Fragilità e forza del piede franco
“Fragile ma autentico”: così lo ha definito Roberto Cipresso, winemaker di fama internazionale, ricordando come l’assenza di innesto renda la vite più esposta ma, allo stesso tempo, più trasparente nella sua relazione con il suolo. Una trasparenza che si traduce in vini dal carattere netto, dalla mineralità vibrante, capaci di restituire il paesaggio geologico e umano che li ha generati.

Gaetano Cataldo Anche altri relatori hanno sottolineato il valore di questa viticoltura “al limite”. L’agronomo Gaetano Conte ha evidenziato la sorprendente resistenza della vitis vinifera pre-fillosserica a siccità, calcare e salinità; Mariano Murru, direttore enologico di Argiolas, ha ricordato il ruolo della Sardegna come “continente viticolo” dove ancora oggi il piede franco resiste su superfici significative. La professoressa Teresa Del Giudice ha invece messo in guardia dal rischio di confinare questa pratica in un ambito meramente museale: il piede franco deve entrare a pieno titolo nel sistema agricolo contemporaneo, connesso anche al turismo, all’economia rurale e alle strategie di destination management.

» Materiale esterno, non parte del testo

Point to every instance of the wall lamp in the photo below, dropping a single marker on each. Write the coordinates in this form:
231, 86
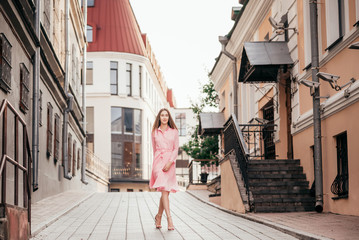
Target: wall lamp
354, 45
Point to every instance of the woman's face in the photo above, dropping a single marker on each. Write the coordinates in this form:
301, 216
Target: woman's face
164, 117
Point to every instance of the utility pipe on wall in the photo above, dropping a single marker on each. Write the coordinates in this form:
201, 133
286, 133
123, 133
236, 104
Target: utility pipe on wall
84, 63
35, 103
224, 41
318, 174
69, 96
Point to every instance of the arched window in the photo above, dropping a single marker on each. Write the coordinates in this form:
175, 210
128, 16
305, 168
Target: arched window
89, 33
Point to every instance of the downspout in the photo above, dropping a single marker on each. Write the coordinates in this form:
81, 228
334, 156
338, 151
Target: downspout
84, 63
35, 103
318, 174
68, 95
235, 88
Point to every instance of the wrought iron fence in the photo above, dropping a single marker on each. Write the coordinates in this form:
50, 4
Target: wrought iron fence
96, 165
234, 140
256, 136
340, 185
197, 172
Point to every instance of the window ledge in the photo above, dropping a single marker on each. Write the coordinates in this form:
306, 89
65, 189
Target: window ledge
340, 197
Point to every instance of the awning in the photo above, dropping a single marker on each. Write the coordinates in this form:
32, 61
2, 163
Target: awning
210, 123
261, 61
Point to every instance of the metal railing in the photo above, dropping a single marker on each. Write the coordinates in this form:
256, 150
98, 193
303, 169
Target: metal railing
255, 136
234, 140
195, 170
97, 166
340, 185
15, 160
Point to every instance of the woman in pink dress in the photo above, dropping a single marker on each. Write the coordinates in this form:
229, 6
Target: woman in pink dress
165, 151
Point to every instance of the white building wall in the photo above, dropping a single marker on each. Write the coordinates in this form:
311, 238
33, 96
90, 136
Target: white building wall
99, 97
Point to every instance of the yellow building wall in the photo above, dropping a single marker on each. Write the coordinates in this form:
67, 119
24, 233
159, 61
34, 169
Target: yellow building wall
331, 127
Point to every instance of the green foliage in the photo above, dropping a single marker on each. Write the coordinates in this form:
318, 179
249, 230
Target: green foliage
203, 147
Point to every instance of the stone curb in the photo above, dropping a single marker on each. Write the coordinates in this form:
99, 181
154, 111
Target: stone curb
47, 223
285, 229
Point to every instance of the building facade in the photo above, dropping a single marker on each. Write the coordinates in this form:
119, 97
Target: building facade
125, 91
278, 95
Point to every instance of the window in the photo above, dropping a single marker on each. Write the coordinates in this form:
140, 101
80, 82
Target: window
89, 33
40, 107
46, 18
126, 145
5, 63
128, 120
113, 77
335, 21
90, 128
78, 158
89, 73
57, 138
90, 3
116, 120
140, 79
74, 159
24, 88
129, 79
137, 114
69, 152
340, 186
49, 129
180, 120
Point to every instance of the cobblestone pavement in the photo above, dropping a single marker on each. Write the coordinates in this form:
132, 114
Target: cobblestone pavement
131, 216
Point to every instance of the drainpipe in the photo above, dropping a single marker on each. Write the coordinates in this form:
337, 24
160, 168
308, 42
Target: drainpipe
224, 41
318, 174
35, 103
69, 97
84, 62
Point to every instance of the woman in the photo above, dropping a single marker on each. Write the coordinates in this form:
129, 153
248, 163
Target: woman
165, 151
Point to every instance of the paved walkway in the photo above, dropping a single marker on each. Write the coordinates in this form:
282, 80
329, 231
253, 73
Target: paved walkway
329, 225
131, 216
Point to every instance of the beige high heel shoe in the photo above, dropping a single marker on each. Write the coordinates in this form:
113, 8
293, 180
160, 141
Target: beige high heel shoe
156, 220
170, 228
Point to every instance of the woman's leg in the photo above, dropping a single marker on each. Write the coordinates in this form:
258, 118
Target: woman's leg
166, 206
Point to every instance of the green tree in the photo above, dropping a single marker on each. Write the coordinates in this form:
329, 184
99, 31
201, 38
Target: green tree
203, 147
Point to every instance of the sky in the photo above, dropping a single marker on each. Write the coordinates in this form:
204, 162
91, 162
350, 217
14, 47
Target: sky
184, 37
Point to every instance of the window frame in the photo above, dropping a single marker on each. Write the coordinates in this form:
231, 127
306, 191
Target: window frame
5, 63
335, 30
89, 68
114, 84
129, 79
57, 138
89, 33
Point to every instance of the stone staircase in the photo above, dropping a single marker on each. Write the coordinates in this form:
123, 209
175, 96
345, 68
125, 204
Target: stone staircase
279, 186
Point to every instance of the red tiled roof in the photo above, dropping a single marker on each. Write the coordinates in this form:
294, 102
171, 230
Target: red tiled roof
115, 28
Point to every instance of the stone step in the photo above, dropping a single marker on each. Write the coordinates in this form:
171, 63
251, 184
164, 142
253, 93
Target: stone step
303, 183
275, 172
284, 187
274, 162
300, 199
279, 191
283, 208
276, 176
255, 168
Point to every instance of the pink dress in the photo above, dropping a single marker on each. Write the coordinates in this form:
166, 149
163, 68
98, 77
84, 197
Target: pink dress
165, 148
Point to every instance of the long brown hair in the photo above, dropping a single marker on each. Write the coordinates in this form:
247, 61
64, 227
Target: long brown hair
157, 122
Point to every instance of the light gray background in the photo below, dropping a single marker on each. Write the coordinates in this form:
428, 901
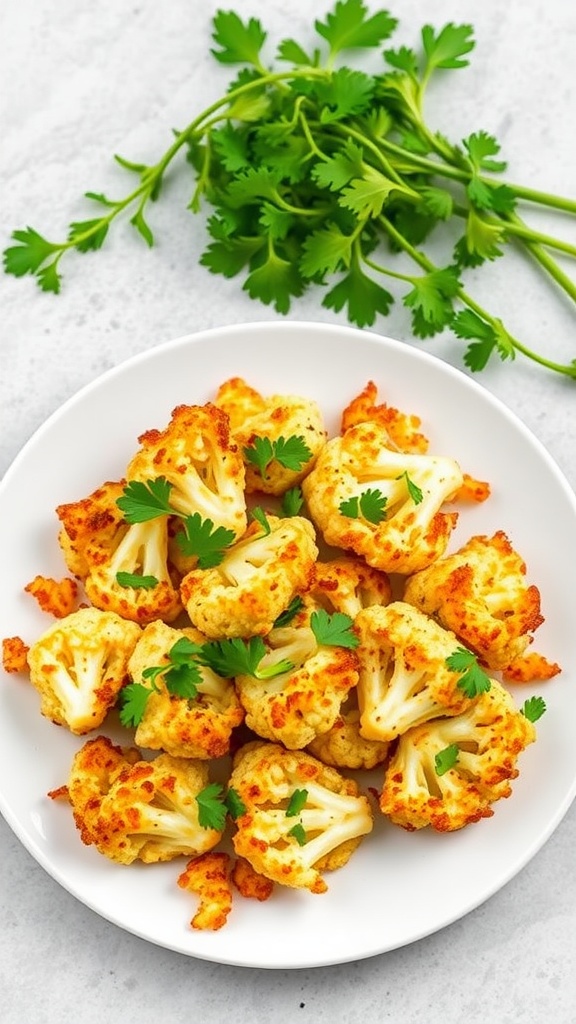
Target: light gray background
81, 80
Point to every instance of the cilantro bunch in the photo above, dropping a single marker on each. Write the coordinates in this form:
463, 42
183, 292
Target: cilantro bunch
322, 175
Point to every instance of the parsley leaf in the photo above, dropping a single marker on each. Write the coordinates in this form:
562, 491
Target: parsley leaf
141, 502
474, 680
333, 630
446, 759
292, 453
203, 540
370, 505
533, 709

Un atto politico e culturale
La viticoltura a piede franco non riguarda solo la genetica della vite o la biodiversità: è un tema che tocca identità, economie locali, paesaggio, resilienza al cambiamento climatico. È anche un’occasione per interrogarsi sul nostro modo di vivere il vino. “Non può esserci amore per il vino se non c’è rispetto per il piede franco”, ha ricordato Cataldo, riportando l’attenzione sul legame profondo tra il Mediterraneo e la vite, tra radici culturali e radici vegetali.
La sfida, oggi, è non ridurre il piede franco a semplice feticcio di autenticità, ma trasformarlo in leva per una nuova narrazione del vino. Una narrazione che sappia coniugare ricerca scientifica, valorizzazione dei borghi, sostenibilità e inclusione, generando economie alternative per le aree interne e fragili del Paese.

Guardare oltre
Da Villa Campolieto non è uscita soltanto l’idea di una guida, ma la prospettiva di una commissione scientifica multidisciplinare chiamata a elaborare linee guida per la difesa e la valorizzazione di questa viticoltura. Archeologia, antropologia, agronomia, economia agraria, enologia: il piede franco chiede uno sguardo trasversale, capace di integrare competenze e visioni.
In questo senso, l’iniziativa non appare come un nostalgico ritorno al passato, bensì come un gesto profondamente contemporaneo: un atto di resistenza e di futuro. Perché, se è vero che senza radici non c’è crescita, il piede franco ci ricorda che anche nel vino l’autenticità non è mai un lusso, ma una necessità.